Notre objectif est que d’ici 2025, dans les projets MSF, tout patient présentant une forme de TB, quelle qu’elle soit, devra avoir accès à un test diagnostique simple et fiable, et à un traitement efficace et peu toxique. Nous voulons également impulser un changement au niveau global. Les projets de MSF en matière de TB devront s’aligner sur ces ambitions.

Premièrement, nous souhaitons diversifier le type de patients que nous traitons : par exemple, augmenter le nombre de patients atteints de TB sensible aux médicaments dans nos projets, car leur nombre a diminué de moitié ces dix dernières années.
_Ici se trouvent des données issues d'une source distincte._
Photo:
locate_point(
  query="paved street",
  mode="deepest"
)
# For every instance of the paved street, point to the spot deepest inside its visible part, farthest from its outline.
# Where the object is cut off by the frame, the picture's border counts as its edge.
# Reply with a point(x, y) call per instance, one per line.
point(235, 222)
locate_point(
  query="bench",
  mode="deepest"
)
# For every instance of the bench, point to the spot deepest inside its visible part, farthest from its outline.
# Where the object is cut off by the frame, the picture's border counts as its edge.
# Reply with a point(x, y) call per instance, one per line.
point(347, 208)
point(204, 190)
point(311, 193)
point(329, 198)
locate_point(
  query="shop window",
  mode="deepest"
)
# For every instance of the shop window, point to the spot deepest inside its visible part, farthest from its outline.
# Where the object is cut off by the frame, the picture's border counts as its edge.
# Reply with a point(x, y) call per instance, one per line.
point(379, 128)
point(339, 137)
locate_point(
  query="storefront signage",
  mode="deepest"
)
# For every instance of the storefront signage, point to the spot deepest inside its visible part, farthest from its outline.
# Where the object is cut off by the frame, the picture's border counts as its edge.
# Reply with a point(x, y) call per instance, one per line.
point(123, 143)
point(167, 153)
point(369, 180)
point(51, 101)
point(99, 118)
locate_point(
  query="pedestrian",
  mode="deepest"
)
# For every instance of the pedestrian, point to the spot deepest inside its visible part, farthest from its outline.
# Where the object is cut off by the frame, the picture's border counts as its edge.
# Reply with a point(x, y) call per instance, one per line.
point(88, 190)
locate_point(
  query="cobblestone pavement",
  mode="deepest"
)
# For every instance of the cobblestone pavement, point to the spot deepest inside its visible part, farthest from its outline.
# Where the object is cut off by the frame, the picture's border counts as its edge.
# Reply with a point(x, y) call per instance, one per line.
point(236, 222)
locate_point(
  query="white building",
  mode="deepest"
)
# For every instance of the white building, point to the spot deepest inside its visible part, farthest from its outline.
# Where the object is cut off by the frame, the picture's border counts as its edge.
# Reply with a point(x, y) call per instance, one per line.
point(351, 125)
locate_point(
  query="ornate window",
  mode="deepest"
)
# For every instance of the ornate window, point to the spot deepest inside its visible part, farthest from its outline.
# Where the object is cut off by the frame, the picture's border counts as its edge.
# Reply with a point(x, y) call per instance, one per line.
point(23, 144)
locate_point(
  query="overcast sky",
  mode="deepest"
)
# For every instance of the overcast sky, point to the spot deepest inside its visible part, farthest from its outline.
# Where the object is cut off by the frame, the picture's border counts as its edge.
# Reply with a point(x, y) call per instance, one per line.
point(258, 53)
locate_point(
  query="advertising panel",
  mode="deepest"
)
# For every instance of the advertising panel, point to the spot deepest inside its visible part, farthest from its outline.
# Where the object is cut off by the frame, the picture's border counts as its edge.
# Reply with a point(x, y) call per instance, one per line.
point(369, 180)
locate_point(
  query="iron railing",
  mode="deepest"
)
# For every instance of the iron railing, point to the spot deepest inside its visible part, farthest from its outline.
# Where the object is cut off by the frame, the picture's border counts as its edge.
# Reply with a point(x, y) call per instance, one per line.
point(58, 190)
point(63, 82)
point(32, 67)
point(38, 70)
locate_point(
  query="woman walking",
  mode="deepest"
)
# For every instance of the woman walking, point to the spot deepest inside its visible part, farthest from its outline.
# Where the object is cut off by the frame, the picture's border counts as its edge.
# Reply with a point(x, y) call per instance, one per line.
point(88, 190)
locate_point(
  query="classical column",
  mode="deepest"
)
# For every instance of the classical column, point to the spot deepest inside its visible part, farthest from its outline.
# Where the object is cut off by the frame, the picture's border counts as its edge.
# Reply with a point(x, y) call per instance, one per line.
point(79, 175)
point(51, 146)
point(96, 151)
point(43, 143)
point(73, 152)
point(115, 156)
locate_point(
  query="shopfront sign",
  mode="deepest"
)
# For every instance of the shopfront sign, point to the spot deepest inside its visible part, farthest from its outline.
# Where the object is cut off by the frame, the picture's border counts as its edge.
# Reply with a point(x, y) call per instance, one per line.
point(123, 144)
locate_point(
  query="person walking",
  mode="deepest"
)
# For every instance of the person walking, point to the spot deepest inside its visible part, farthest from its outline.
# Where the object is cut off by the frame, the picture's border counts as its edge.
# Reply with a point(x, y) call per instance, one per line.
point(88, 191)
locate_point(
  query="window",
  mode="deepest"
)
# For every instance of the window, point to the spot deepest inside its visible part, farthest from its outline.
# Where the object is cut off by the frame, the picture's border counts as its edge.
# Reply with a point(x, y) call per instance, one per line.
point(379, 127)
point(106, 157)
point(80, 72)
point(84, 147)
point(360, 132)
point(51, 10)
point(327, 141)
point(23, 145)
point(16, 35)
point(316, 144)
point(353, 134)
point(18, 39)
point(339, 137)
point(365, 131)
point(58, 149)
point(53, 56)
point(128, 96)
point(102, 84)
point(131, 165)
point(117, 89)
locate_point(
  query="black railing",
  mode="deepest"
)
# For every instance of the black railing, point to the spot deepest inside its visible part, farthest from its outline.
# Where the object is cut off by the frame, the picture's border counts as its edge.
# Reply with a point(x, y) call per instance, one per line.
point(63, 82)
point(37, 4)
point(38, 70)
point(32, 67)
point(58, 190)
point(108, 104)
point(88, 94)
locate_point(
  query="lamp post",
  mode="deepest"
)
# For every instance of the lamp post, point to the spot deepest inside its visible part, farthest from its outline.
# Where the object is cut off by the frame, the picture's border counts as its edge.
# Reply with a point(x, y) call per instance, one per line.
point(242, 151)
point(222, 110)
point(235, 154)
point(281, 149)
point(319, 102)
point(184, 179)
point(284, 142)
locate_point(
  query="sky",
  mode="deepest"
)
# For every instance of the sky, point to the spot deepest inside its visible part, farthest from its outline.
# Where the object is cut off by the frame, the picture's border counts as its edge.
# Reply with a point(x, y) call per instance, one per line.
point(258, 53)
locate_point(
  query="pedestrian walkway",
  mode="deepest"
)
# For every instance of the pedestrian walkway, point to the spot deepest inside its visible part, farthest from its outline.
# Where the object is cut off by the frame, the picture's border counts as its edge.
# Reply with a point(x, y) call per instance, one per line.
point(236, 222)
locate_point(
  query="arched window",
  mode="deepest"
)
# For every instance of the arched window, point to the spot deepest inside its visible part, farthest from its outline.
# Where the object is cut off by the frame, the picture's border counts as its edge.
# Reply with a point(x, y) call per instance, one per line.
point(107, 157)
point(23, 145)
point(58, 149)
Les patients coinfectés par le VIH/Sida et les enfants, qui représentent un nouveau patient sur dix dans le monde, ont des besoins spécifiques, et ils doivent recevoir une attention spécifique dans nos projets. Et nous devons également nous intéresser aux formes latentes de tuberculose – celles qui précèdent l’apparition de la maladie.

En parallèle, nous devons promouvoir la recherche pour de meilleurs traitements et outils diagnostiques. Nous restons ainsi engagés dans la recherche à travers deux essais cliniques que nous menons. Mais nous voulons également agir pour que de nouveaux tests diagnostiques, adaptés à une utilisation au plus près des patients – y compris dans des zones rurales ou reculées – voient le jour.

Le traitement de la TB sensible devrait pouvoir durer 2 mois, tandis que celui pour les formes résistantes, six mois. Et comme l’apparition de résistances aux antibiotiques est inévitable pour toute nouvelle molécule, il faut multiplier les initiatives de recherche de nouveaux médicaments, nouveaux tests, et nouvelles approches thérapeutiques.

Mais n’oublions que cela reste d’abord et avant tout une question de volonté politique. Il existe déjà de nouveaux outils, qui doivent être mis plus largement à disposition des patients ; et la recherche doit pouvoir bénéficier de financements qui permettraient de l’accélérer et de l’étendre. Il faut redoubler d’efforts et apporter la réponse là où la TB se propage et tue le plus. La maladie ne montre aucun signe de relâche, et nous devons en faire autant. Nous comptons continuer d’utiliser notre expérience médicale et notre engagement pour nous battre aux côtés des malades de TB.